La Food and Drug Administration (FDA) a récemment averti les fabricants de poudre de caféine qu’elle considère que leurs produits, vendus comme des compléments alimentaires, sont « frelatés » car ils présentent « un risque significatif ou déraisonnable de maladie ou de blessure dans les conditions d’utilisation recommandées ou suggérées dans l’étiquetage ». Cette conclusion, bien que discutable, n’était pas complètement farfelue, car les erreurs de mesure impliquant la caféine pure, qui est censée être mélangée à des boissons, peuvent facilement conduire à des surdoses inconfortables, voire mortelles. « La différence entre une quantité sûre et une dose toxique de caféine dans ces produits purs en poudre est très faible », note la FDA. « Les quantités sûres de ces produits peuvent être presque impossibles à mesurer avec précision avec des outils de mesure courants en cuisine. »
(Image : Hard Rhino)
Mais la journaliste du Washington Post Ariana Eunjung Cha s’est emparée des lettres d’avertissement de la FDA comme d’une excuse pour attaquer des produits qui sont non seulement beaucoup moins puissants que la poudre de caféine mais qui, dans la plupart des cas, contiennent moins de ce stimulant que le café. Sous le titre « How America’s Love Affair With Caffeine Sparked a Crisis of Overdoses-and What the FDA Is Trying to Do About It », Cha écrit :
Il fut un temps où obtenir sa dose quotidienne de caféine signifiait une simple tasse de café ou de thé.

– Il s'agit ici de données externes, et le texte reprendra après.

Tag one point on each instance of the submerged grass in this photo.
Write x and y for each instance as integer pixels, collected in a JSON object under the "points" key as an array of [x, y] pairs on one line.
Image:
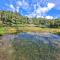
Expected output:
{"points": [[8, 30]]}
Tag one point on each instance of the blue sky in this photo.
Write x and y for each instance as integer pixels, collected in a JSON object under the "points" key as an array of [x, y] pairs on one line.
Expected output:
{"points": [[33, 8]]}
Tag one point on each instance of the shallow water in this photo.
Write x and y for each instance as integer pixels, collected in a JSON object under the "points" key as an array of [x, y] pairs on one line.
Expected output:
{"points": [[45, 37]]}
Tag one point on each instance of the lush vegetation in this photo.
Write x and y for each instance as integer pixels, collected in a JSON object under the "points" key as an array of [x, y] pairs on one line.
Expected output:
{"points": [[14, 19], [28, 50], [13, 22]]}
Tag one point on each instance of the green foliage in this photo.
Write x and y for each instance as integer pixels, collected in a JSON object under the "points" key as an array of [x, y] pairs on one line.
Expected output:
{"points": [[14, 19], [29, 50]]}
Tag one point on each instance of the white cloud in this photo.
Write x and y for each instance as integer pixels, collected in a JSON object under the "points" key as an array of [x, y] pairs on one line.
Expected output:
{"points": [[49, 17], [50, 5], [12, 8], [41, 11]]}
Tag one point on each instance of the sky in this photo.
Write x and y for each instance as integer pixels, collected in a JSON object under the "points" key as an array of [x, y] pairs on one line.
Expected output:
{"points": [[33, 8]]}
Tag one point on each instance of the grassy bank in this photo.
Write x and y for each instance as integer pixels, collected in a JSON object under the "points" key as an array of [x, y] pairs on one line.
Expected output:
{"points": [[8, 30]]}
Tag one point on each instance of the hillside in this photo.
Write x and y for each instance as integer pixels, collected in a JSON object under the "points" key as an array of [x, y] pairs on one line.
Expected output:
{"points": [[11, 22]]}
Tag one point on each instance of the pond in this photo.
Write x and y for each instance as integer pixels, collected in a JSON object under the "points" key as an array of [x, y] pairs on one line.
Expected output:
{"points": [[44, 37]]}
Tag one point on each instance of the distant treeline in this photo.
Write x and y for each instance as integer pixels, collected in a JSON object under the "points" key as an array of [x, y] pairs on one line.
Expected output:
{"points": [[8, 18]]}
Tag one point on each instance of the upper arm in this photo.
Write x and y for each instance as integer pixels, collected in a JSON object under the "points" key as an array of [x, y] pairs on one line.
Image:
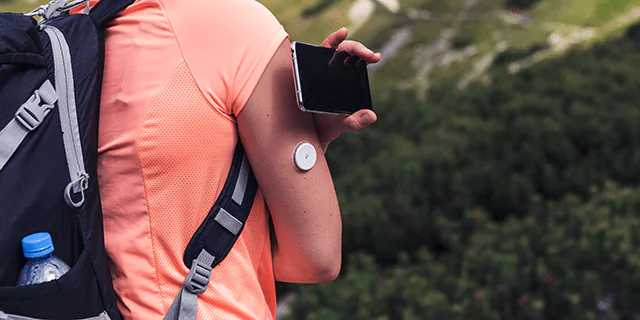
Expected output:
{"points": [[303, 205]]}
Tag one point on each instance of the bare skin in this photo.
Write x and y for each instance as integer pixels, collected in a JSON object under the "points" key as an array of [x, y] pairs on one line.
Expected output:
{"points": [[303, 205]]}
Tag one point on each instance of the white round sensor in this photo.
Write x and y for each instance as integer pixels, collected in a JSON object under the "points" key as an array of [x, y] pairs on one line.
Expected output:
{"points": [[304, 156]]}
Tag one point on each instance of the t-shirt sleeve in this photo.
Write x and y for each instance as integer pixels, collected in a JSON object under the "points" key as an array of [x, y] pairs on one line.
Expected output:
{"points": [[227, 45]]}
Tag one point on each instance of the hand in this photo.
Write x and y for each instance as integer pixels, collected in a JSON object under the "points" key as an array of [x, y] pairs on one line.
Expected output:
{"points": [[329, 127]]}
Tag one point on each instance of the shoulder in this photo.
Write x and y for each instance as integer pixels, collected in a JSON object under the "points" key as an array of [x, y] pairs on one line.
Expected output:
{"points": [[217, 18], [226, 44]]}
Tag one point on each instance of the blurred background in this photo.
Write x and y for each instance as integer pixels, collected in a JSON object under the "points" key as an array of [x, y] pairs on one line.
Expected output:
{"points": [[502, 179]]}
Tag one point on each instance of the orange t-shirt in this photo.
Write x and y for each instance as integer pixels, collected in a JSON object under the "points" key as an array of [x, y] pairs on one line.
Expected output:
{"points": [[177, 72]]}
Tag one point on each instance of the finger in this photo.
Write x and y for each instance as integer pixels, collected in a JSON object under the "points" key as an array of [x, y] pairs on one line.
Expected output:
{"points": [[336, 38], [350, 60], [359, 120], [355, 48], [376, 58]]}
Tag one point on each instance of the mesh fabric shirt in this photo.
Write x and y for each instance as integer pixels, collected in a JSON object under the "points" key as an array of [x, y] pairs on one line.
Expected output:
{"points": [[177, 72]]}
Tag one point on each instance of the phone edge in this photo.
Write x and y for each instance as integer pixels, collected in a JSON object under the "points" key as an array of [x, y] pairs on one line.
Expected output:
{"points": [[298, 86], [296, 73]]}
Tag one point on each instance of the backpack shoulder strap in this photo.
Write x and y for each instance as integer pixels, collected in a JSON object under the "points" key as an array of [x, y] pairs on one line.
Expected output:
{"points": [[105, 10], [216, 235]]}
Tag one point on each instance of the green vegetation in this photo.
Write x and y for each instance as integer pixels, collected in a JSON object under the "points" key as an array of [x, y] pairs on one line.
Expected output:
{"points": [[516, 197], [518, 200]]}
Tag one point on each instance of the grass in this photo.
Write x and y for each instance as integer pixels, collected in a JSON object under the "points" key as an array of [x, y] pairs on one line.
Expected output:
{"points": [[498, 25]]}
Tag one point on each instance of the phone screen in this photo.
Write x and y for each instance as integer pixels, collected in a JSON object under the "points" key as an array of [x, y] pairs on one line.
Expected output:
{"points": [[327, 84]]}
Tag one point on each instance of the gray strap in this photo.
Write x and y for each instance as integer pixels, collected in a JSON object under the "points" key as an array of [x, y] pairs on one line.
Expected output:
{"points": [[228, 221], [185, 306], [241, 185], [68, 114], [5, 316], [28, 117]]}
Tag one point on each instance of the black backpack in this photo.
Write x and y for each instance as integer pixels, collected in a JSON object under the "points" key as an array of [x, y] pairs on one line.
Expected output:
{"points": [[50, 85]]}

Versé dans une tasse en céramique, le liquide fumant avait tendance à être suffisant pour donner à la plupart des gens cette poussée d’énergie supplémentaire pour sortir de la maison. À l’époque, il fallait en boire une sacrée quantité – 81 tasses de café infusé, ou 317 tasses de thé noir, pour un homme américain moyen de 195 livres – pour atteindre une dose mortelle. Donc, même si vous pouviez toujours avoir les tremblements, les nausées et les battements de cœur rapides occasionnels associés à l’ingestion d’une trop grande quantité de caféine, il était très peu probable que vous en mouriez.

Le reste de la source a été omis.